An acute shortage of homes for young workers and families has gripped England in recent years, with house prices continuing to spiral.
Contractors from the Home Office have been offering landlords five-year guarenteed full-rent deals to take over the management of properties.
The move is being made in an attempt to cut the £8million a day cost of housing migrants in hotels.
Dozens of hotels holding asylum seekers were due to shut by the end of last month.
Another 50 will close by spring amid growing concern from local residents.
There were around 50,000 asylum seekers in 400 taxpayer-funded hotels at the end of last year.
Properties from the private rental and social housing markets are being used to house more than 58,000 asylum seekers across England, Wales and Scotland.
The number in so-called “dispersed accommodation” has doubled compared to where it was a decade ago.
A Home Office insider told The Daily Telegraph: “The department’s strong preference is for dispersal accommodation because it is so much cheaper and much more discreet than hotels. That’s not to say it’s not unpopular.
“Some of the contractors are taking properties in pretty normal streets. You can buy yourself a £300,000 house and suddenly find your next-door neighbour is a house full of asylum seekers.

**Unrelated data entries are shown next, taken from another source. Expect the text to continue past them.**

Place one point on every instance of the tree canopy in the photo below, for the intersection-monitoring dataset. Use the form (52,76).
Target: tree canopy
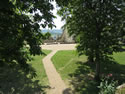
(19,26)
(20,21)
(97,25)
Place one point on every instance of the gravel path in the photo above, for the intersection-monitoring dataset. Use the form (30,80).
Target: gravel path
(56,83)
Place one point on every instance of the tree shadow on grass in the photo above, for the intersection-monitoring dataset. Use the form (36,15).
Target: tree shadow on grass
(83,81)
(117,70)
(13,80)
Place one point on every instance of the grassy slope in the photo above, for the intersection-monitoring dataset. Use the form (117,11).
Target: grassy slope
(65,62)
(68,62)
(38,66)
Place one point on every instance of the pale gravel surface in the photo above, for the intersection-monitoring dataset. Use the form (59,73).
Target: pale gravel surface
(56,83)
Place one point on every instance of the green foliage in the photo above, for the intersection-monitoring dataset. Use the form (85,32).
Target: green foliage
(98,26)
(65,62)
(80,74)
(47,35)
(20,37)
(107,87)
(19,27)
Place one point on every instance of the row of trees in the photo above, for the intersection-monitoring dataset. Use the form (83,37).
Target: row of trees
(20,21)
(19,27)
(97,25)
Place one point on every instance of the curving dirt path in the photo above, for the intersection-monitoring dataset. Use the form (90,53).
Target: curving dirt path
(56,83)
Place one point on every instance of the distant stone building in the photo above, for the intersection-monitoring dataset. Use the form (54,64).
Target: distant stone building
(66,38)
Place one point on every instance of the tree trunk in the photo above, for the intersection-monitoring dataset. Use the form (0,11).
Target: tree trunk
(97,75)
(90,59)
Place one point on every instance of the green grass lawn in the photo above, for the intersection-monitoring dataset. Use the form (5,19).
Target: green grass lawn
(39,68)
(65,62)
(76,71)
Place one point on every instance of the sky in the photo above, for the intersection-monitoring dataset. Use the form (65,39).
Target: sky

“It has also been very heavily clustered in places where property is cheap – Hull, Bradford and Teesside. It is potentially damaging to these places because it creates ghettos which are terrible for integration.”
Three contractors have been paid £4billion over 10 years to provide accommodation to asylum seekers.
As many as 30,000 homes may be needed to end the use of hotels as the Government can substantially reduce the 100,000 backlog in asylum claims, The Telegraph has claimed.
However, the report comes after 1.2 million people were registered on council housing waiting lists at the end of 2021/22.
A Home Office spokesman said: “We continue to work across government and with local authorities to identify a range of accommodation options to reduce the unacceptable use of hotels which cost £8 million a day.
"The government remains committed to engaging with local authorities and key stakeholders as part of this process.”
The spokesman was unable to disclose anymore information on the figures, instead adding: “We are working to procure sufficient dispersal accommodation to meet our statutory obligation.”